I've been married for years but I was a single mum for 7 years before that. It gave me the rage when women said that because it was kind of a stealth boast too - husbands who were away a lot were often in very high flying well-paid jobs. The difference between that and being an actual single parent responsible for everything is immense. It wasn't all bad for me- I was young with loads of energy and I enjoyed the independence (marriage has its own challenges!). But it was hard and stressful and scary at times. I have huge respect for anyone doing it.

Namastbae · 03/06/2019 09:55

YANBU

GreenTulips · 03/06/2019 09:55

DSIs is a single parent, her child has a father, great grand parents, both sides of parents are divorced/remarried so 4 sets of grandparents, Dsis has 3 sisters (including me) she works and has loads of babysitters including overnights, she went out loads and had free weekends etc

Child was with her father one night a week and every other weekend -

I’ve never had a child free weekend

Her single parent is very different from yours - it’s still hard - she still needed to provide food clothes deal with school and medical stuff on her own, but it was offset with free time to get on with stuff

Some people I’ve noticed can’t cope with life without a partner and do everything together, you see them out shopping, or at the doctors etc - neither great is it?

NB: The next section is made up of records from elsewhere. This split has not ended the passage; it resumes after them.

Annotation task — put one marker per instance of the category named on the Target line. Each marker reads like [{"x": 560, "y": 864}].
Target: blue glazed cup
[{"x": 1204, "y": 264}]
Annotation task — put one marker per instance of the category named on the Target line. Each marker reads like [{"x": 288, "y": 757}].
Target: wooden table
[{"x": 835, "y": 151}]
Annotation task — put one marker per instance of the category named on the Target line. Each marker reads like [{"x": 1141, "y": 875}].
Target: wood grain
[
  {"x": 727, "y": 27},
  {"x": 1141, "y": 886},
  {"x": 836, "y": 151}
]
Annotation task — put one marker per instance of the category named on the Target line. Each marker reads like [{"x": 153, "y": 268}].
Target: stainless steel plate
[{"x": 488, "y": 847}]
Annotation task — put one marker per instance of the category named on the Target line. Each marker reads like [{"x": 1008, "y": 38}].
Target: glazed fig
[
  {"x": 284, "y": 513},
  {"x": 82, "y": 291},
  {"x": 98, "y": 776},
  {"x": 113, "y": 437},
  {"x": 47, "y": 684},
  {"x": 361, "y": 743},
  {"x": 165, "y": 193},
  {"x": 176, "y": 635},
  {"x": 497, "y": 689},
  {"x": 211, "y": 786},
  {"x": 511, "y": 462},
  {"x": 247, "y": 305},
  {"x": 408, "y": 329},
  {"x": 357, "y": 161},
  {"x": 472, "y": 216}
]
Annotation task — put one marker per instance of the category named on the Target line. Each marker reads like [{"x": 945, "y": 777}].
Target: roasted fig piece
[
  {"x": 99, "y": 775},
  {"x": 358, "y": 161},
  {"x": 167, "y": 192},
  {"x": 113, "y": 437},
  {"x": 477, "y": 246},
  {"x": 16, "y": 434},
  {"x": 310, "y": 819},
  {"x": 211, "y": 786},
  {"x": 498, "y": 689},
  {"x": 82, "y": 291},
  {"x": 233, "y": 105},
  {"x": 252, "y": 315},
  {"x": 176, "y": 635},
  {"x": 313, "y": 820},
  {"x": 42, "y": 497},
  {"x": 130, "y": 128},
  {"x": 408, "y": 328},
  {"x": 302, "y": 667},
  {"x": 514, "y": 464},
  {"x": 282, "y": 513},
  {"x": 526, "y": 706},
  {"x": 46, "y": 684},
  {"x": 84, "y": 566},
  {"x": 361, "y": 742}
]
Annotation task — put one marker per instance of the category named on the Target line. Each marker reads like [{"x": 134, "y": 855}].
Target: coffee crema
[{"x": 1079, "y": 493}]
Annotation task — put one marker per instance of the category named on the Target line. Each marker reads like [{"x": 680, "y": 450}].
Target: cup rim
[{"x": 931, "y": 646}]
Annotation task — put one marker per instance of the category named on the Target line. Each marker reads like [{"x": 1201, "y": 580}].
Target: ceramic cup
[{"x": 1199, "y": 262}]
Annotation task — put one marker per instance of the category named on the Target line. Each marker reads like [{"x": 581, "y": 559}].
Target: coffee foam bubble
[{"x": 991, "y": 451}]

JacquesHammer · 03/06/2019 09:55

When DSD comes to us for 4 nights on the trot she has complete freedom

I would swap the “complete freedom” in a heartbeat to not being separated from my child.

My “complete freedom” is when I work most hours to support me and DD because we only have one income!

Foxmuffin · 03/06/2019 09:56

Unless you count the 30 minutes supervised contact he has at my house once a week ex does nothing with DC. I hope he sorts his act out and this changes in the future.

That’s so disgusting. I think if two parents actually share the parenting being a SP doesn’t have to be quite so shit.

CanILeavenowplease · 03/06/2019 09:57

the phrase worst of both worlds means you have the worser elements of each thing not that it’s the worst thing in the world

which is still saying single parenting is 'worse'....for some people, maybe. But not for all of us. And it's not the worst thing that could happen. It is used in a negative way - and whilst difficult, there are up sides as well. I get fed up with people who see me constantly in a negative light because of my circumstances. I am not unhappy. My life is hectic. It is not worse than anyone else's life because I am single.

JacquesHammer · 03/06/2019 09:58

I get fed up with people who see me constantly in a negative light because of my circumstances. I am not unhappy. My life is hectic. It is not worse than anyone else's life because I am single

If only society would catch up! I hear you totally!

Happyspud · 03/06/2019 09:59

OP YABU in assuming you’re winning at the difficult-parenting-situation game. There are lots of mums who do literally everything single handed while also having to look after at best a man child, but at worse a man child who abuses them. They just mean that they parent alone, and lots of women with husbands do parent alone. Single parents on The other hand sometimes have wonderful family support and some have an ex who takes their child/children for a few days every week which can be a great situation (or horrible one) depending on the individual case.

So every case is individual and feeling incredibly alone and under great pressure as a parent is not exclusive to ‘single parents’.

So OP, give other mums a break and try to to feel like they are stealing your thunder. Every case is individual.

ForInstance · 03/06/2019 09:59

YANB the least bit U. I have a 6 month old and a husband who leaves the house at 8 and is frequently gone til 9. I have always done all night feeds/duties. But I would never compare this to being a single parent for all the reasons you give. I’m angry on your behalf!